En ce mois de juin 2018, il y a un évènement auquel vous n'avez pu échapper, quelle que soit votre classe sociale, votre origine, ou votre profession. Oui, la coupe du monde de football en Russie, un évènement majeur, quoi que vous puissiez en penser. Et pour ceux qui ne sont pas très portés sur le ballon rond, je vous emmène donc la découvrir sous un autre angle, celui de la musique, avec la découverte d’un groupe musical par poule de qualification. Aujourd’hui place au groupe E avec la Serbie, épisode 1.

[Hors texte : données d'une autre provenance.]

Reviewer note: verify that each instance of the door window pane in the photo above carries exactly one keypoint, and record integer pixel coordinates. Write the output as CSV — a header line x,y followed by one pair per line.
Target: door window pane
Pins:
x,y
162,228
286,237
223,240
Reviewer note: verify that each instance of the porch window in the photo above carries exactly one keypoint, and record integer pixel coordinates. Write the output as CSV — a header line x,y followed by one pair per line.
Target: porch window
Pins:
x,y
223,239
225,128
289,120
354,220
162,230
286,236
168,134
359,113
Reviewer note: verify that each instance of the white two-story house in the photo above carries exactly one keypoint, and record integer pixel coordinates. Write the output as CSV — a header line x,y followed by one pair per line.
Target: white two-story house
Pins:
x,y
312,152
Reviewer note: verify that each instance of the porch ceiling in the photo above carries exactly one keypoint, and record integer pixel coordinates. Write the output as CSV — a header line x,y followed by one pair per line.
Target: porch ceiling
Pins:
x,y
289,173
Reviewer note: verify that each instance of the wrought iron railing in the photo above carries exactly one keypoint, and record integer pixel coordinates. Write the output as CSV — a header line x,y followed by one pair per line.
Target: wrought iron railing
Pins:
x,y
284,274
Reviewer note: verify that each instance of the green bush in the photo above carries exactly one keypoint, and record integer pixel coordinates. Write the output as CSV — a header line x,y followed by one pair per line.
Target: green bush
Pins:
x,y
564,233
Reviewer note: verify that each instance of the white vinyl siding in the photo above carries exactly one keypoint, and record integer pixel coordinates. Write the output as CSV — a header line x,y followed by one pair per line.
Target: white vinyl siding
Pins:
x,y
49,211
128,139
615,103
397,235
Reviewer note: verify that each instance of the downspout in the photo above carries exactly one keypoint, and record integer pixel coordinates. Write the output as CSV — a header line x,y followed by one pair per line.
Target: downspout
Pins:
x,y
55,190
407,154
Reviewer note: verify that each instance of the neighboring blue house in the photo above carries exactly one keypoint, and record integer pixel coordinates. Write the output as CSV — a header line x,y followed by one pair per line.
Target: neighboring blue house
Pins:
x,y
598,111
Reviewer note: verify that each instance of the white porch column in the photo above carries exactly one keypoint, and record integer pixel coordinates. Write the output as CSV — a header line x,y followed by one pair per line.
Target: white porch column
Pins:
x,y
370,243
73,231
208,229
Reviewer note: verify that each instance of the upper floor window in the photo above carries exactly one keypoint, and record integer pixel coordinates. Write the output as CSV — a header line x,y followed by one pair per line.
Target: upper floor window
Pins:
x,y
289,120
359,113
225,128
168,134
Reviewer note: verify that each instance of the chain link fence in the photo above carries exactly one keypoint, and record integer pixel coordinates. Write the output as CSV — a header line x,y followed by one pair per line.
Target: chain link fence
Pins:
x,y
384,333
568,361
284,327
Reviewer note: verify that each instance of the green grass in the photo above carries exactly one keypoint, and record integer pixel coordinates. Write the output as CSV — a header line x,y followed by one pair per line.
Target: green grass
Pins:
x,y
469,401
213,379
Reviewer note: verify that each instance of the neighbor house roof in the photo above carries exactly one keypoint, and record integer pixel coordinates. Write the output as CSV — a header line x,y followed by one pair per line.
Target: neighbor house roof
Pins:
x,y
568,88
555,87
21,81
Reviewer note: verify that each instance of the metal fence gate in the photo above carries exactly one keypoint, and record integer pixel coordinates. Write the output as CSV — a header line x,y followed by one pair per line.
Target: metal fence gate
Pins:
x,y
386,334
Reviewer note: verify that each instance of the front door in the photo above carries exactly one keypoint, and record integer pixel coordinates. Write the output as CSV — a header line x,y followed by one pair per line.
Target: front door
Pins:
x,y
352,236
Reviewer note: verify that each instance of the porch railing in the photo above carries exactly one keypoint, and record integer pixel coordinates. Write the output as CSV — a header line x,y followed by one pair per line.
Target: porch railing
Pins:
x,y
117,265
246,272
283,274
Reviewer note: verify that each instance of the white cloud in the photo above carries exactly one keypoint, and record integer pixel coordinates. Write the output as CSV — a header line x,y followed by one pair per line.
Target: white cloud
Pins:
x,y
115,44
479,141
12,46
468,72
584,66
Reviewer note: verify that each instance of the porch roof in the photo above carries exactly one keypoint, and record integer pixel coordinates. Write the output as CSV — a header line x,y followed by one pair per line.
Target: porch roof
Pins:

Si vous voulez décemment aborder le thème du metal et de la Serbie, vous ne pouvez absolument pas vous permettre de passer à côté de ce groupe. Enfin, disons plutôt, de cet homme : David Maxim Micic, alias « Bilo ». Né à Dubrovnik, en Croatie, mais résidant dans la capitale serbe Belgrade, ce multi-instrumentaliste est tout simplement diplômé du Berklee College of Music, au même titre que d’illustres noms tels que Steve Vai ou encore la plupart des membres du groupe progressif Dream Theater. Excusez du peu. A côté de ça, l’énergumène peut aussi se targuer d’avoir étudié le piano classique et la guitare de type jazz/rock. Bref, un homme complet et polyvalent. Après avoir sorti en 2011 un EP de trente minute, intitulé sobrement Bilo 1.0, il enchaine ensuite avec un autre EP dans la même logique : Bilo 2.0 en 2012, puis sort l’année suivante son premier véritable album du nom de . . . Bilo 3.0. Mais en 2015, point de Bilo en vue. On reste tout de même dans la concision de caractères avec une série de deux EPs sortis à un moins d’intervalle : EGO et ECO. Concentrons-nous aujourd’hui sur EGO, qui sort en premier, en juillet 2015.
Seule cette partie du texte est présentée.